What sounds like a clearing of the throat
I'm reading (I don't know why) an article in The New Yorker about golf course renovation in the Outer Hebrides, and I come to this (April 20, 2009, p.38):
On South Uist, linksland is called machair, a Gaelic word. It's pronounced "mocker," more or less, but with the two central consonants represented by what sounds like a clearing of the throat.

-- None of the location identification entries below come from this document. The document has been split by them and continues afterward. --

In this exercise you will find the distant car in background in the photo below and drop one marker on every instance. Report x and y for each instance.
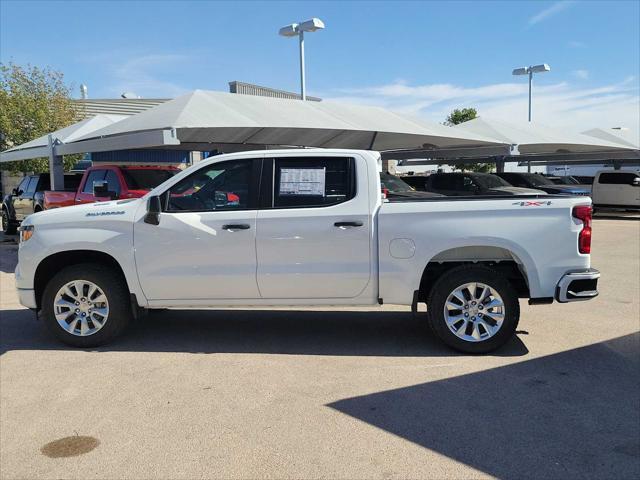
(109, 182)
(471, 183)
(583, 179)
(618, 189)
(563, 180)
(28, 198)
(393, 186)
(540, 182)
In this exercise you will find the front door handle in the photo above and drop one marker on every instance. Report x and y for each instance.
(239, 226)
(348, 224)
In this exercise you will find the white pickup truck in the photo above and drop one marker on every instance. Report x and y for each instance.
(303, 227)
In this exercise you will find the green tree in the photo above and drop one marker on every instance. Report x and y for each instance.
(33, 102)
(460, 116)
(457, 117)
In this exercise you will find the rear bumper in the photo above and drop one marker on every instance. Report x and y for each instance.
(578, 286)
(27, 297)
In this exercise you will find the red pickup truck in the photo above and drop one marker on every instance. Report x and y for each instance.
(112, 182)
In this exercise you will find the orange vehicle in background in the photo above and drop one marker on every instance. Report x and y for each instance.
(112, 182)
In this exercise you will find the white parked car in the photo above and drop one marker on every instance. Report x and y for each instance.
(303, 227)
(617, 189)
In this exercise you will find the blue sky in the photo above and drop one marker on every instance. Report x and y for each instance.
(422, 58)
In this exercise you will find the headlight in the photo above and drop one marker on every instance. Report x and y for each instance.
(26, 232)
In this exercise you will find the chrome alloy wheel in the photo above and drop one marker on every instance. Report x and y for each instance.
(474, 312)
(81, 308)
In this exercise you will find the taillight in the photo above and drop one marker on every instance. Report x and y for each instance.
(583, 213)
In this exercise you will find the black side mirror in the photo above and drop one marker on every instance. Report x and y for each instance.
(101, 190)
(153, 211)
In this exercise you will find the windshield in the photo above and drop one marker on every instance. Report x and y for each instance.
(490, 181)
(394, 184)
(536, 180)
(147, 178)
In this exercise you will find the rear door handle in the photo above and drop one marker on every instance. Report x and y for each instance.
(348, 224)
(239, 226)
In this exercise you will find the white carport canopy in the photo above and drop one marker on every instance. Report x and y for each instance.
(530, 142)
(201, 120)
(39, 147)
(533, 138)
(611, 135)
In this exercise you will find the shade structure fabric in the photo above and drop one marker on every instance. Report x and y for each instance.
(533, 138)
(611, 135)
(206, 117)
(39, 147)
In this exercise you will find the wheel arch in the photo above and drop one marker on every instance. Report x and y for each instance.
(497, 258)
(52, 264)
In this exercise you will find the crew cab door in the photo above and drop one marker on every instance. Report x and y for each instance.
(314, 228)
(204, 245)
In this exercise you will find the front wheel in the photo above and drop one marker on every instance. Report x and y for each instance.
(86, 305)
(473, 309)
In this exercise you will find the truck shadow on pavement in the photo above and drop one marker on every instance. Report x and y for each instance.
(575, 414)
(350, 333)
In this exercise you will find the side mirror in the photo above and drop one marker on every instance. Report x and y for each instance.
(101, 190)
(153, 211)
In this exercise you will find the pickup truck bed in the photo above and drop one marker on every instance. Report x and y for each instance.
(304, 227)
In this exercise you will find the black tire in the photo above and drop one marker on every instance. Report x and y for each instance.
(453, 279)
(9, 227)
(114, 288)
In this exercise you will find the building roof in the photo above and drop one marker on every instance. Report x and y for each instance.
(115, 106)
(251, 89)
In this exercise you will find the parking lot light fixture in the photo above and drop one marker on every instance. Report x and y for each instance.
(530, 71)
(298, 29)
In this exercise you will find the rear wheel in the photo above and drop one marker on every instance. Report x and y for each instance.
(8, 226)
(473, 309)
(86, 305)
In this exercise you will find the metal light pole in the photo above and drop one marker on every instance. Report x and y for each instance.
(530, 70)
(298, 29)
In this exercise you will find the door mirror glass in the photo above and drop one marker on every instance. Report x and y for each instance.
(153, 210)
(101, 190)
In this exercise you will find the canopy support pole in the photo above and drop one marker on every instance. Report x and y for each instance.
(56, 167)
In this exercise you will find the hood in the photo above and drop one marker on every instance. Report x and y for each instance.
(517, 191)
(89, 212)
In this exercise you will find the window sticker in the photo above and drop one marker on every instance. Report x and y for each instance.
(302, 181)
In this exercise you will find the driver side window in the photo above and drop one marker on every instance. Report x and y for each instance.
(219, 186)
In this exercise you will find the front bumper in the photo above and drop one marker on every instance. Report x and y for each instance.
(578, 286)
(27, 297)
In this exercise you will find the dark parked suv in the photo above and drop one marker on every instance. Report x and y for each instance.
(466, 183)
(535, 180)
(28, 198)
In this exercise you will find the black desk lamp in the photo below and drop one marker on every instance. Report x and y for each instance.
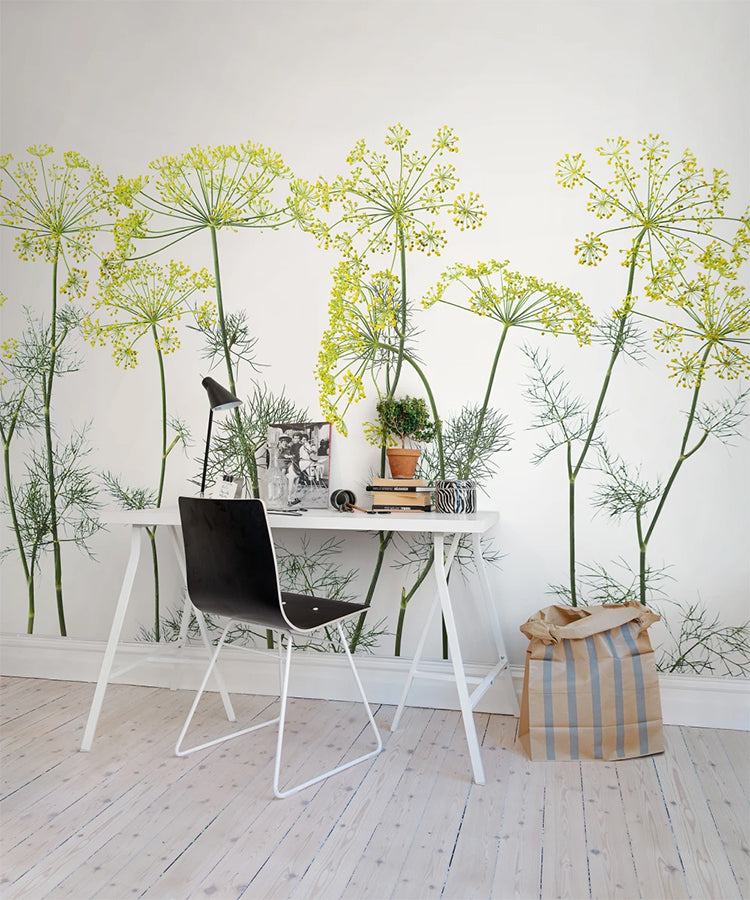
(219, 399)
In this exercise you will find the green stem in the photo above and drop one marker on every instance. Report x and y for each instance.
(247, 451)
(486, 402)
(433, 406)
(160, 492)
(220, 307)
(618, 344)
(47, 383)
(27, 571)
(683, 455)
(406, 597)
(642, 545)
(384, 539)
(155, 565)
(404, 315)
(571, 527)
(163, 385)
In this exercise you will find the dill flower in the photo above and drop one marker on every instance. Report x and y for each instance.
(363, 315)
(388, 203)
(706, 323)
(227, 186)
(146, 299)
(56, 207)
(492, 290)
(667, 207)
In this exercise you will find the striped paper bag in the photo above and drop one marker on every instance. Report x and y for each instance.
(590, 688)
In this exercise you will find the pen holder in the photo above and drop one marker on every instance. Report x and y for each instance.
(455, 496)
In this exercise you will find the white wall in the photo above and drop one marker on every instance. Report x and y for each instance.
(522, 84)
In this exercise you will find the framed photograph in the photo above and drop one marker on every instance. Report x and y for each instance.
(298, 466)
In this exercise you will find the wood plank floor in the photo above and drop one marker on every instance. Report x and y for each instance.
(129, 819)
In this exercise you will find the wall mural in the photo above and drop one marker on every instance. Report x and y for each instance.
(681, 254)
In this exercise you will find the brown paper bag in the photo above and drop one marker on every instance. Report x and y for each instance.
(590, 688)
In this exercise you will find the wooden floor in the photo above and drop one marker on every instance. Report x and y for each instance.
(129, 819)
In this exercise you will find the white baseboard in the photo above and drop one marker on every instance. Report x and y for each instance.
(703, 701)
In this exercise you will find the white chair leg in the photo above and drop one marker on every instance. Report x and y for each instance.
(282, 717)
(178, 746)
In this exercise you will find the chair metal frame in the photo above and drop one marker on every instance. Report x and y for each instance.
(285, 657)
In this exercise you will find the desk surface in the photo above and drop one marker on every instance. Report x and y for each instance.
(328, 520)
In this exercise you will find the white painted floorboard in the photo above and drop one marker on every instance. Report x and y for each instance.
(129, 819)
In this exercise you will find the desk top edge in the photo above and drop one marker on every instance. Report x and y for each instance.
(328, 519)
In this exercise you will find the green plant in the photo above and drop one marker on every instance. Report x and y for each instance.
(404, 419)
(56, 209)
(140, 300)
(389, 206)
(670, 213)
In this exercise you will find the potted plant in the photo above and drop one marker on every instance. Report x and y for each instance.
(406, 419)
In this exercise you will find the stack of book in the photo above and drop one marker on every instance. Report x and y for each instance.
(401, 494)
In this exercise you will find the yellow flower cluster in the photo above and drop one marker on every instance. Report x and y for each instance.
(227, 186)
(666, 207)
(142, 298)
(492, 290)
(711, 311)
(57, 208)
(389, 205)
(363, 317)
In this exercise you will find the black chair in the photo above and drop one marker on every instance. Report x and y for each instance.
(231, 571)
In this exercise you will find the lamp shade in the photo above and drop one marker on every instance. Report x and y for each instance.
(218, 396)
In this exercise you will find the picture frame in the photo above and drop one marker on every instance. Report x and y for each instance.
(297, 474)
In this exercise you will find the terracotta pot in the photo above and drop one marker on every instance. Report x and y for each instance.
(402, 461)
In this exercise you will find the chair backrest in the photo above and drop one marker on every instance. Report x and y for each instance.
(231, 563)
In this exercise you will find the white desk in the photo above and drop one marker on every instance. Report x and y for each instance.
(436, 524)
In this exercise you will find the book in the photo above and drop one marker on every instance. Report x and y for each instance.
(400, 498)
(399, 482)
(399, 488)
(395, 507)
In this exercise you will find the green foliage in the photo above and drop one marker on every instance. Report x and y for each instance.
(702, 644)
(472, 440)
(406, 418)
(238, 444)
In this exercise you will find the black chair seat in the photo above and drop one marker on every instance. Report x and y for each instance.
(232, 572)
(307, 613)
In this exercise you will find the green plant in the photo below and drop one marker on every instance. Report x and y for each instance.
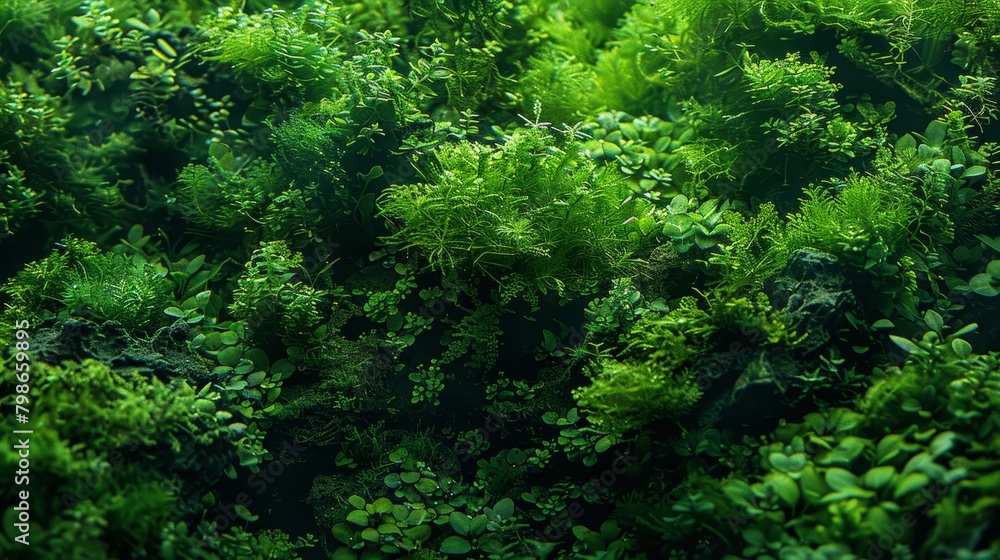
(519, 207)
(428, 384)
(276, 294)
(579, 442)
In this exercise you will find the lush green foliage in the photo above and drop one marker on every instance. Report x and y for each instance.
(616, 279)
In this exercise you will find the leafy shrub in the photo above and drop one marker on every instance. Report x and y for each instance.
(533, 205)
(79, 279)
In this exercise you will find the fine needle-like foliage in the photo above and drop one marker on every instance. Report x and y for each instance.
(534, 206)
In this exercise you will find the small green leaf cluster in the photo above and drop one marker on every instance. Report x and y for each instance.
(429, 382)
(274, 295)
(579, 442)
(686, 223)
(644, 148)
(112, 457)
(619, 309)
(533, 205)
(292, 54)
(476, 533)
(81, 280)
(476, 335)
(381, 529)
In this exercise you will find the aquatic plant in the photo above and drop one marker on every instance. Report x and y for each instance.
(520, 208)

That's one consonant in the middle there, of course — evidently a voiceless velar fricative. And I dream, Language Loggers, of a day when anyone who completed high school will be able to write "It's pronounced [ˈmaxər]," and all New Yorker readers will understand. A day when analytical knowledge about human languages is not still mired in the state it was in long before the American Civil War. Is learning the largely quite intuitive symbols of the International Phonetic Association's universal alphabet, and thus gaining an ability to represent pronunciations accurately for all the languages of the earth, so far beyond the intellectual reach of a teenager who already knows the Roman alphabet? Do we have to live forever with "what sounds like a clearing of the throat" and similar impressionistic descriptions? (It's a hopelessly wrong impression, incidentally: clearing the throat is a bronchial and laryngeal matter, not a light frication produced between the back of the tongue and the soft palate.)